The limitations of highly active anti-retroviral therapy have necessitated the development of alternative therapeutics for human immunodeficiency virus type-1 (HIV-1)-infected patients with dysfunctional dendritic cells (DCs) and CD4+ T cell deficiency. We previously demonstrated that HIV-1 Gp120-specific T cell-based Gp120-Texo vaccine by using ConA-stimulated C57BL/6 (B6) mouse CD8+ T (ConA-T) cells with uptake of pcDNAGp120-transfected B6 mouse DC line DC2.4 (DC2.4Gp120)-released exosomes (EXOGp120) was capable of stimulating DC and CD4+ T cell-independent CD8+ cytotoxic T lymphocyte (CTL) responses detected in wild-type B6 mice using non-specific PE-anti-CD44 and anti-IFN-γ antibody staining by flow cytometry.
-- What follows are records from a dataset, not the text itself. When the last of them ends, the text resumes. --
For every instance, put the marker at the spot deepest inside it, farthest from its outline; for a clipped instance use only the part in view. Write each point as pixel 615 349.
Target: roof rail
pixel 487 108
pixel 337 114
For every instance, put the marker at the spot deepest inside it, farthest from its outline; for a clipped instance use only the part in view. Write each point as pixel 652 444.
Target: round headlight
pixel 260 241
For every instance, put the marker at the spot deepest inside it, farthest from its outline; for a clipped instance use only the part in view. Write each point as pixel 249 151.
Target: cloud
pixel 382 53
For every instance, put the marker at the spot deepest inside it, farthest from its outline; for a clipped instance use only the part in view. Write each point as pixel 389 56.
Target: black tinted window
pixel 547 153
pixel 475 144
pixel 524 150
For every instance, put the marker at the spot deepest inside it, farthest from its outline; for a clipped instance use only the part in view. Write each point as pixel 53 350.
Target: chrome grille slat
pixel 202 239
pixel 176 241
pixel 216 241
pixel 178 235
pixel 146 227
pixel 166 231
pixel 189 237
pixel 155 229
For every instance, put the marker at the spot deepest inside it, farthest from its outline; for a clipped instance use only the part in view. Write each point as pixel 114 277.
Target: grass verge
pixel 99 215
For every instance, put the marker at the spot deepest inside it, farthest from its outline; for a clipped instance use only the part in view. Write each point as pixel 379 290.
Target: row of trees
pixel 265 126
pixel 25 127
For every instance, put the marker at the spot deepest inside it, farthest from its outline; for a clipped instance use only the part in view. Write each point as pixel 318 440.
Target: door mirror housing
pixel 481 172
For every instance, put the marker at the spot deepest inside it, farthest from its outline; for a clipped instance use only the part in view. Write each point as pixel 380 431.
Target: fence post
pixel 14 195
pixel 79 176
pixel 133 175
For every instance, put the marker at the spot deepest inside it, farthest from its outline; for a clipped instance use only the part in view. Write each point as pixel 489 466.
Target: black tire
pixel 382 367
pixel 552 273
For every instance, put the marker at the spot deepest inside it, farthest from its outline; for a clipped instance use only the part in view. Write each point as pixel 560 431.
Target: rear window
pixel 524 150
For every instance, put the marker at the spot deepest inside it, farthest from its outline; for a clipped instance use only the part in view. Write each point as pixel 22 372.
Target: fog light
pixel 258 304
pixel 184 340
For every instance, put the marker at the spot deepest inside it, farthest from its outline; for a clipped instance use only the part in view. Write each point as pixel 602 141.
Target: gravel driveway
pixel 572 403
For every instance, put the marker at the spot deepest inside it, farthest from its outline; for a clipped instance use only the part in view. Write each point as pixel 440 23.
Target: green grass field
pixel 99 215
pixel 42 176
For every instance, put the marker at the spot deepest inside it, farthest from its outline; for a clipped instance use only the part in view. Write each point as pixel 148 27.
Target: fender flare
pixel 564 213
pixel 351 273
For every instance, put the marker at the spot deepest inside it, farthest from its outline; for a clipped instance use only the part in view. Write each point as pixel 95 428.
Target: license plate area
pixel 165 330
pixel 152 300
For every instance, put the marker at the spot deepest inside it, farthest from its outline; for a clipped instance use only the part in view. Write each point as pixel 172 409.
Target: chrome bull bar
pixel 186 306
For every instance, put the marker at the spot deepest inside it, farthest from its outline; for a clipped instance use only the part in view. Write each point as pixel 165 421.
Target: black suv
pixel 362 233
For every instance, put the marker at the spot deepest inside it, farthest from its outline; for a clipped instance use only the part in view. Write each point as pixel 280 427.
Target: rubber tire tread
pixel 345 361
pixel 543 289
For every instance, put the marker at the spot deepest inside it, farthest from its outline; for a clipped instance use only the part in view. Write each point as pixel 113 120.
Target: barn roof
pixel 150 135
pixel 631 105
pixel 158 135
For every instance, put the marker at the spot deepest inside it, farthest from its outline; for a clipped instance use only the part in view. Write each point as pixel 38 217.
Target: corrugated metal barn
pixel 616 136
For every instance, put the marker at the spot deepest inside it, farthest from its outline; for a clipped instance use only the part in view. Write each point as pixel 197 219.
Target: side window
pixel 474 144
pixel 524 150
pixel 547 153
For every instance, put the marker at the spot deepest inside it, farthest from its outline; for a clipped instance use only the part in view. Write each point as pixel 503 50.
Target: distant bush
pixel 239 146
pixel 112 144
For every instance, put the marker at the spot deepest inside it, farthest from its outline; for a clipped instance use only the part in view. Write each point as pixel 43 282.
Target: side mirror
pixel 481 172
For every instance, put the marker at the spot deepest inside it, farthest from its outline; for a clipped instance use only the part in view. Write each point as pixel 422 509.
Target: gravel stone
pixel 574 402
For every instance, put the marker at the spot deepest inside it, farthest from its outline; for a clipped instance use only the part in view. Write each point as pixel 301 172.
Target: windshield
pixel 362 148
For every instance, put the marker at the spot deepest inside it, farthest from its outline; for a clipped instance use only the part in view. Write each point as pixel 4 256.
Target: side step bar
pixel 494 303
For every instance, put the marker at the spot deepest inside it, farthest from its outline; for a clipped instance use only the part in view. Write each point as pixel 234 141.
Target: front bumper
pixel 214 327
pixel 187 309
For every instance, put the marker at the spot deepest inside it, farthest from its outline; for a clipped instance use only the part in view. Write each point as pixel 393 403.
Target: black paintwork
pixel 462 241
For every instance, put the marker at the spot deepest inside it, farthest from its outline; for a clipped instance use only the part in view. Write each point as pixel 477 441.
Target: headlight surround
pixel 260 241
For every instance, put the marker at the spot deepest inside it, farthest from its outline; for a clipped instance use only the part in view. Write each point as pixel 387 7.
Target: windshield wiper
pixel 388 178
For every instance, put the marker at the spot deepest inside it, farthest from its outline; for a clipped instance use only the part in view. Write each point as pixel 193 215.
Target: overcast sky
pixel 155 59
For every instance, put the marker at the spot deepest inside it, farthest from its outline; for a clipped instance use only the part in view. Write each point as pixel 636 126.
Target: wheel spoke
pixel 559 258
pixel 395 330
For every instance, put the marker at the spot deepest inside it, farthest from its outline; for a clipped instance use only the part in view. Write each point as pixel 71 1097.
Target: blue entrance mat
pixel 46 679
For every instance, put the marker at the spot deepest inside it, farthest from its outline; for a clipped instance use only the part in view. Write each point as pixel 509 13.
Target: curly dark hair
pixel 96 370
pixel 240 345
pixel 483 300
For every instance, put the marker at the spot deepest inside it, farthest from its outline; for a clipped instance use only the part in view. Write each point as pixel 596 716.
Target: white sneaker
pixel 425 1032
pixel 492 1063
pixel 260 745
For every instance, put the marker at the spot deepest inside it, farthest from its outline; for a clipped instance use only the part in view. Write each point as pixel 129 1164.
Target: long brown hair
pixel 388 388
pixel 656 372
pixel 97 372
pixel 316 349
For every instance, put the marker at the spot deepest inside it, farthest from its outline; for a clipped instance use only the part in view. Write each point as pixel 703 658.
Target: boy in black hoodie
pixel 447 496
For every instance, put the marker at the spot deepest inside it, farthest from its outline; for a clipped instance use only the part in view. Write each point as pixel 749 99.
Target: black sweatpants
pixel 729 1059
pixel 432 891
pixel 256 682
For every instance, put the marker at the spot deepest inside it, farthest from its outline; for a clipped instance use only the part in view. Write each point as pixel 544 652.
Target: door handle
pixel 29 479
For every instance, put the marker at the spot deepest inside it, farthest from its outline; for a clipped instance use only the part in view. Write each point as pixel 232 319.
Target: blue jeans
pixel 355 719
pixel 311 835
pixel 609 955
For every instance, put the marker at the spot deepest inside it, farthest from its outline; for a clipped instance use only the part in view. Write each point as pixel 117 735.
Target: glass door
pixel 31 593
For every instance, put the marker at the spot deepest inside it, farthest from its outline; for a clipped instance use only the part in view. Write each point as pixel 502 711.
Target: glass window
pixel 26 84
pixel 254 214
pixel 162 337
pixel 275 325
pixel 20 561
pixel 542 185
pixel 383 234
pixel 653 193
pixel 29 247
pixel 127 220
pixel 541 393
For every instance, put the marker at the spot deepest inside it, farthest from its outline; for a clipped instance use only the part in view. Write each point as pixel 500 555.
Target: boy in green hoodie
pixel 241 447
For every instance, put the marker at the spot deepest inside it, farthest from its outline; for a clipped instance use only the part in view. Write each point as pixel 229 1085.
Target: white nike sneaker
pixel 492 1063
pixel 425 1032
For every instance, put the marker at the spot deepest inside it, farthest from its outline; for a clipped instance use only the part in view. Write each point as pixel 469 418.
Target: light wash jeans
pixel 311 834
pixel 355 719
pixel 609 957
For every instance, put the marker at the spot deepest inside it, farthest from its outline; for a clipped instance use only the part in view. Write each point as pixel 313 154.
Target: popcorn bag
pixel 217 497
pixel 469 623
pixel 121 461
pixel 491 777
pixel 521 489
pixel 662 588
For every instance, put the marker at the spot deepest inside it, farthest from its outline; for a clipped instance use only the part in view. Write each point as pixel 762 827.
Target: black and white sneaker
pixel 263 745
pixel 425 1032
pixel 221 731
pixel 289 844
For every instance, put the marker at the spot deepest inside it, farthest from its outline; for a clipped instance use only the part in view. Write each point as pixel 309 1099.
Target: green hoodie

To assess effectiveness of Gp120-Texo vaccine in transgenic (Tg) HLA-A2 mice mimicking the human situation, we constructed adenoviral vector AdVGp120 expressing HIV-1 GP120 by recombinant DNA technology, and generated Gp120-Texo vaccine by using Tg HLA-A2 mouse CD8+ ConA-T cells with uptake of AdVGp120-transfected HLA-A2 mouse bone marrow DC (DCGp120)-released EXOGp120. We then performed animal studies to assess Gp120-Texo-induced stimulation of Gp120-specific CTL responses and antitumor immunity in Tg HLA-A2 mice. We demonstrate that Gp120-Texo vaccine stimulates Gp120-specific CTL responses detected in Tg HLA-A2 mice using Gp120-specific PE-HLA-A2/Gp120 peptide (KLTPLCVTL) tetramer staining by flow cytometry. These Gp120-specific CTLs are capable of further differentiating into functional effectors with killing activity to Gp120 peptide-pulsed splenocytes in vivo. In addition, Gp120-Texo vaccine also induces Gp120-specific preventive, therapeutic (for 6 day tumor lung metastasis) and CD4+ T cell-independent long-term immunity against B16 melanoma BL6-10Gp120/A2Kb expressing both Gp120 and A2Kb (α1 and α2 domains of HLA-A2 and α3 domain of H-2Kb) in Tg HLA-A2 mice. Taken together, the novel CD8+ Gp120-Texo vaccine capable of stimulating efficient CD4+ T cell-independent Gp120-specific CD8+ CTL responses leading to therapeutic and long-term immunity in Tg HLA-A2 mice may represent a new immunotherapeutic vaccine for treatment of HIV-1 patients with CD4+ T cell deficiency.

► We generated Gp120-Texo vaccine using HLA-A2 CD8+ ConA-T cells up-taking EXOGp120.
► Gp120-Texo vaccine stimulates Gp120-specific CD4+ T cell-independent CTL response.
► Gp120-Texo induces Gp120-specific therapeutic and long-term immunity in HLA-A2 mice.